Im Gegensatz zum SNMP-Monitoring streamen die Netzwerkkomponenten, etwa ein Router oder ein Switch, kontinuierlich Daten an die Monitoring-Instanz, wobei sie ein Push-Modell nutzen. Es ist außerdem möglich, dass Betreiber und Applikationen spezifische Datenelemente abonnieren können. Der Administrator kann festlegen, welche Informationen er in welcher Frequenz benötigt und wohin das Netzwerkgerät das Datenpaket übermitteln soll. Auf diese Weise soll Streaming Telemetry in Echtzeit Zugang zu Daten liefern können, die zudem noch für ML- oder Analyse-Zwecke entsprechend aufbereitet sind. Dadurch kann die Technologie helfen, Themen wie Automatisierung, Troubleshooting oder auch Traffic-Optimierung in großen Netzwerkumgebungen voranzutreiben.
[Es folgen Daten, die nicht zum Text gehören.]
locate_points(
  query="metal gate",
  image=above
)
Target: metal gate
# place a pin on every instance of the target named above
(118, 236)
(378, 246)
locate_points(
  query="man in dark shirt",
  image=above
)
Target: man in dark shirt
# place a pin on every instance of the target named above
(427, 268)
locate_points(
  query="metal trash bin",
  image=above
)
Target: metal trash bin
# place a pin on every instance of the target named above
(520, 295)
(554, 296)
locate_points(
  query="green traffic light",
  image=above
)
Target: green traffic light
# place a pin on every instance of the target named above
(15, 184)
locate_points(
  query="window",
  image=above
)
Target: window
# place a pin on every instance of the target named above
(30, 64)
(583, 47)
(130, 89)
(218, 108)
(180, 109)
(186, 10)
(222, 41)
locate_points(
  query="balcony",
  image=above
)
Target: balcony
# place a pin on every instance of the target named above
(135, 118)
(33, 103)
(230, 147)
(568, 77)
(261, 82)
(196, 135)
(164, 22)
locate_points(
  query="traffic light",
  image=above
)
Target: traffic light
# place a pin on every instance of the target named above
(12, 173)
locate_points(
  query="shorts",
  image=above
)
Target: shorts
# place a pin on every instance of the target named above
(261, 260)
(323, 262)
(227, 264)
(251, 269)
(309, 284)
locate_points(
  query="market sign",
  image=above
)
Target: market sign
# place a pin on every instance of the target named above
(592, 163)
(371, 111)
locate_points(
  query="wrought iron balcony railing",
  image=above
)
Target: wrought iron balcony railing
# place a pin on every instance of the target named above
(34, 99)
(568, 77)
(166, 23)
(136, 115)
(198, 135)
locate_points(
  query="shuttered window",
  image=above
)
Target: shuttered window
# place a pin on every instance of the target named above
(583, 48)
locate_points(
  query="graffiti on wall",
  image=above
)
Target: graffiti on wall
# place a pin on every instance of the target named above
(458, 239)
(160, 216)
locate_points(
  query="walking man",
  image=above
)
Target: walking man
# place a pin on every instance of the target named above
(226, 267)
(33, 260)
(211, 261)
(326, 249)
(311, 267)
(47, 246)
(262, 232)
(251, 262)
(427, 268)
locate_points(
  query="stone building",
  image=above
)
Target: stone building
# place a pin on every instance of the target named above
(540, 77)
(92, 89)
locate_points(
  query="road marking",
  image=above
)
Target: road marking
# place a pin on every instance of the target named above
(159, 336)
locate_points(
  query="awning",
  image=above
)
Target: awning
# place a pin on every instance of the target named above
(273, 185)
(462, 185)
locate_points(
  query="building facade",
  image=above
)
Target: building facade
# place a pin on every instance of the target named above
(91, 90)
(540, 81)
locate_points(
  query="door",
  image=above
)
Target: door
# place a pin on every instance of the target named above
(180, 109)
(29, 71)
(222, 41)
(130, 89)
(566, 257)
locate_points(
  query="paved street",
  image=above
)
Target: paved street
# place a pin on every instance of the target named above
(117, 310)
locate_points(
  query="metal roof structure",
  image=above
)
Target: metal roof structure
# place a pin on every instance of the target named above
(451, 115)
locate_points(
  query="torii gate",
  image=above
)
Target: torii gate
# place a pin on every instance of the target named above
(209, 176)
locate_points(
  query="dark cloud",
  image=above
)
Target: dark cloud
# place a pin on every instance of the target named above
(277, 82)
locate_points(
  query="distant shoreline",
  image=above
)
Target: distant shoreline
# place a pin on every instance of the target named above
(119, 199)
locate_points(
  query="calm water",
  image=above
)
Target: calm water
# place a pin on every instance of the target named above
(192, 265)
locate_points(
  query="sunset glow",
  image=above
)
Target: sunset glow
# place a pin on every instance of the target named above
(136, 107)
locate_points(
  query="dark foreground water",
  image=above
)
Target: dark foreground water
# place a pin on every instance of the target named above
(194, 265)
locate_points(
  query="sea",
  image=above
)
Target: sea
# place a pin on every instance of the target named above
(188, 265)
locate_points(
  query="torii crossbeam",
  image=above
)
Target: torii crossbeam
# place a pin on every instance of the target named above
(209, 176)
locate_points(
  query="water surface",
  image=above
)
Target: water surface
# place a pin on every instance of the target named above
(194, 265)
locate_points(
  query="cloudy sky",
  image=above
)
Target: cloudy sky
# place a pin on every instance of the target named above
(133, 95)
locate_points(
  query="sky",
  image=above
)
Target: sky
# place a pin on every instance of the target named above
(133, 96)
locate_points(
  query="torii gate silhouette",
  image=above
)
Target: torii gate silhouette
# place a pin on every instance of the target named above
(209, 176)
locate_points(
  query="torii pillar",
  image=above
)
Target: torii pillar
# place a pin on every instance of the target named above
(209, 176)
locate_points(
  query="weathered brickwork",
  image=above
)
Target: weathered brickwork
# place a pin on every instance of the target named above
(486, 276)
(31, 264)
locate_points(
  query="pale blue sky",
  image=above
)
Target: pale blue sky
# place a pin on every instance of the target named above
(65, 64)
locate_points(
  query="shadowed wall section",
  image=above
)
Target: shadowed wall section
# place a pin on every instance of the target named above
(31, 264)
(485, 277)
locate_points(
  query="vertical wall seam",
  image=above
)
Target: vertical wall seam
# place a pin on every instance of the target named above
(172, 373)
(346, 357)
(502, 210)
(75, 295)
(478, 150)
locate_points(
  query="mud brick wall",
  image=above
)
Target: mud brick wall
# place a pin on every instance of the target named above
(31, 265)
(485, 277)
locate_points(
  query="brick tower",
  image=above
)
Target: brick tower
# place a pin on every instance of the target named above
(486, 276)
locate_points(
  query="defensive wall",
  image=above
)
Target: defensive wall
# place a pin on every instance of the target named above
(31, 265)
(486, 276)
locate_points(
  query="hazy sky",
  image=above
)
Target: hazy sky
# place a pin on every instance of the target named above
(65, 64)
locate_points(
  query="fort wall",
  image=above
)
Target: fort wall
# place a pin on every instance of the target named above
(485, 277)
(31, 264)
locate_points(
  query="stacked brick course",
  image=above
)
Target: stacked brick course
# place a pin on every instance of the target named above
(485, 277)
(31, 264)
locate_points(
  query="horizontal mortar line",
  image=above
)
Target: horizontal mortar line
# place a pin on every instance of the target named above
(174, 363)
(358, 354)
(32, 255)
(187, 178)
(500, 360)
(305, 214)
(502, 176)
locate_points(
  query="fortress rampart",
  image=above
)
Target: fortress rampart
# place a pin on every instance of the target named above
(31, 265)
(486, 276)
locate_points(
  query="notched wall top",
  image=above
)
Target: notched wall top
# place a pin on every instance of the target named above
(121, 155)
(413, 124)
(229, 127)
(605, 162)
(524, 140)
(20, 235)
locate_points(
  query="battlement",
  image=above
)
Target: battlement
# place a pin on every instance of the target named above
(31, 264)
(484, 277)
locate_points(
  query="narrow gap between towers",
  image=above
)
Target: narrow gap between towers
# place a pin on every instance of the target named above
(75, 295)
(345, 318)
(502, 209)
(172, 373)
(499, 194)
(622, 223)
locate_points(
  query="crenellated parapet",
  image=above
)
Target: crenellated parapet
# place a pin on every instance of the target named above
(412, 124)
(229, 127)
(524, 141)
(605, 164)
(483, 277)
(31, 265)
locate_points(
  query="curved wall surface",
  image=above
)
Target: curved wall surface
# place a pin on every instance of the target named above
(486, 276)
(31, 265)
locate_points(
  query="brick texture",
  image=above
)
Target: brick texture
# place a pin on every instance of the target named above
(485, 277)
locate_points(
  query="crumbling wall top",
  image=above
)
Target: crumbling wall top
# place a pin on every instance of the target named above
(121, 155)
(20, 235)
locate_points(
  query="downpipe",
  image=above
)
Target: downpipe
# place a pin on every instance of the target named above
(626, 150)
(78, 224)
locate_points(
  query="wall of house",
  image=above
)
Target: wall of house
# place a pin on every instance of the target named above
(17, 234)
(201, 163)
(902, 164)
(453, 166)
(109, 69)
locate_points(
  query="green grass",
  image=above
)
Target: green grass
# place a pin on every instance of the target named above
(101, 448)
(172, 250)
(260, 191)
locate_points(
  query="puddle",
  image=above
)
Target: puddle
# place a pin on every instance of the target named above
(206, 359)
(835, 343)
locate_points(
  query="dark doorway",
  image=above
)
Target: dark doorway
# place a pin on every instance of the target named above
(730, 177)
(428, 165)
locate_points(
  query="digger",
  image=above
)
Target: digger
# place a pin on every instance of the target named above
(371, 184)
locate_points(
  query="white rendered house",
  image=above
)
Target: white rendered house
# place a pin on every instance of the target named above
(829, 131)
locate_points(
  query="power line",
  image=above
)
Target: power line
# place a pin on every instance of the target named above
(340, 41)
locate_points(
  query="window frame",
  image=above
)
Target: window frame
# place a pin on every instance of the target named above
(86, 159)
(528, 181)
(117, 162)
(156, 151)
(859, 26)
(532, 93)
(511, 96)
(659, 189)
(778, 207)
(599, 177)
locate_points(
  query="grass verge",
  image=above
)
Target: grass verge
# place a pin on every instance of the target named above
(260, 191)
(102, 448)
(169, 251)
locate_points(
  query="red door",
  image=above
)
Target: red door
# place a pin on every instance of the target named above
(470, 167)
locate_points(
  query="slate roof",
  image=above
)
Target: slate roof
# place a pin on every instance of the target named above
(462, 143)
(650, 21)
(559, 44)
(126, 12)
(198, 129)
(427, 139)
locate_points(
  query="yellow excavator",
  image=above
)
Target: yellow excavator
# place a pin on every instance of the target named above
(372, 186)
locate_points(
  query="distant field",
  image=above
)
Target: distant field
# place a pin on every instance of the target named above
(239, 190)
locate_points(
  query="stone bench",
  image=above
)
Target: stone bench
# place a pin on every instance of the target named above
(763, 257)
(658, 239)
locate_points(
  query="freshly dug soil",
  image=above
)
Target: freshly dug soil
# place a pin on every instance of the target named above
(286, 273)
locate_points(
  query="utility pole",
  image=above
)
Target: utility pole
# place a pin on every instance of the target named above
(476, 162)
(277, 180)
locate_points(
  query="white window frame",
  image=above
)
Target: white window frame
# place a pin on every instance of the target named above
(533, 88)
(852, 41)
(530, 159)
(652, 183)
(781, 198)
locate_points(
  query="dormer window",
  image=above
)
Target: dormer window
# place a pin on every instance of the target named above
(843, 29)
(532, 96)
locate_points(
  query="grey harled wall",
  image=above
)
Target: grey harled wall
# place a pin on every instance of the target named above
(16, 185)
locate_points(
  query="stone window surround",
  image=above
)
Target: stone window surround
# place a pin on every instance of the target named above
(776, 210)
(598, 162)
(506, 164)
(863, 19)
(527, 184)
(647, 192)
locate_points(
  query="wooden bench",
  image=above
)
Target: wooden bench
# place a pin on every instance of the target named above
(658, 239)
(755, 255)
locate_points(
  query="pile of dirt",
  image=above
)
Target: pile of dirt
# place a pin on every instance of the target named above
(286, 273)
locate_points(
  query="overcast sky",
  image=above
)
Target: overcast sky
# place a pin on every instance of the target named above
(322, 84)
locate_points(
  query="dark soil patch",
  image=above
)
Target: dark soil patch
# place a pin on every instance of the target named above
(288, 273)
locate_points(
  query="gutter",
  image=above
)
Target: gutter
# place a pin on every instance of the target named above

Zu beachten ist allerdings, dass Streaming Telemetry noch nicht standardisiert ist. Es gibt verschiedene Möglichkeiten und Variablen, die jeder Hersteller derzeit noch anders interpretiert. So stehen eine Vielzahl an Transportoptionen zur Verfügung, etwa TCP, UDP oder gRPC. Auch bei den vorherrschenden Dateiformaten gibt es mehrere Optionen.

Es bleibt also noch abzuwarten, ob es zu einer Standardisierung kommt oder welcher Anwendungsfall sich möglicherweise durchsetzen wird. Auf jeden Fall hat es den Anschein, dass Streaming Telemetry eine Option für große Netzwerkumgebungen wird. Je nachdem wie sich die Technologie weiterentwickelt und an Relevanz gewinnt, setzen wir uns auch mit solchen Themen auseinander und überprüfen eine mögliche Integration in Checkmk.

Unabhängig davon ist also davon auszugehen, dass auch weiterhin kein Ende von SNMP in Sicht ist. Trotz seiner Unzulänglichkeiten hat sich in über 30 Jahren kein Nachfolger herauskristallisiert. Zwar gibt es mit Streaming Telemetry einen möglichen Konkurrenten. Jedoch ist es noch zu früh zu sagen, ob sich dieser im Laufe der Zeit zu einem ernsthaften Nachfolger oder „nur“ zu einer sinnvollen Ergänzung entwickeln wird. Unabhängig davon, ob es sich hierbei um Streaming Telemetry oder um irgendeine andere Technologie handelt: Bis diese so weit fortgeschritten ist, dass sie das Potenzial hat, SNMP vom Thron zu stoßen, wird noch viel Zeit ins Land gehen. Es ist also damit zu rechnen, dass SNMP auch weiterhin das tonangebende Protokoll beim Netzwerk-Monitoring bleibt – und falls es einen Thronfolger gibt, zumindest noch lange parallel zum Einsatz kommt.